- Born: 29 May 1921
- Died: 2 January 2008 (aged 86) Kolkata
- Education: Indian Institute of Technology (BHU) Varanasi
- Occupation: Industrialist
- Spouse: Bharati Dutt

= Sadhan Dutt =

Indian scientist and entrepreneur (1921–2008)

Sadhan Dutt (also spelt Sadhan Dutta) (29 May 1921 – 2 January 2008) was an Indian scientist and entrepreneur.

== Early life and education ==

Born on 29 May 1921, he finished his school education at Guwahati and graduated in mechanical and electrical engineering from Indian Institute of Technology (BHU) Varanasi.

== Career ==
He joined The Kuljian Corporation of Philadelphia as Manager for India in 1950. Later, he launched Kuljian Corporation (India), the first private sector consulting firm in India. In 1979, it emerged as Development Consultants.
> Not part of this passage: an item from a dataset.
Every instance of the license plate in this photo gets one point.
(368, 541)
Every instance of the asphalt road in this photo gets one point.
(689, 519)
He took an important role for the thermal power and nuclear power projects in the country. In addition to it he submitted the project report to the Central Government for the first Metro Railway projects in Kolkata.

==Honours and awards==

Dutt was honoured in his career. He received the Gold medal from Asiatic Society and the award of ‘Man of the year’ from New York Chamber of Commerce.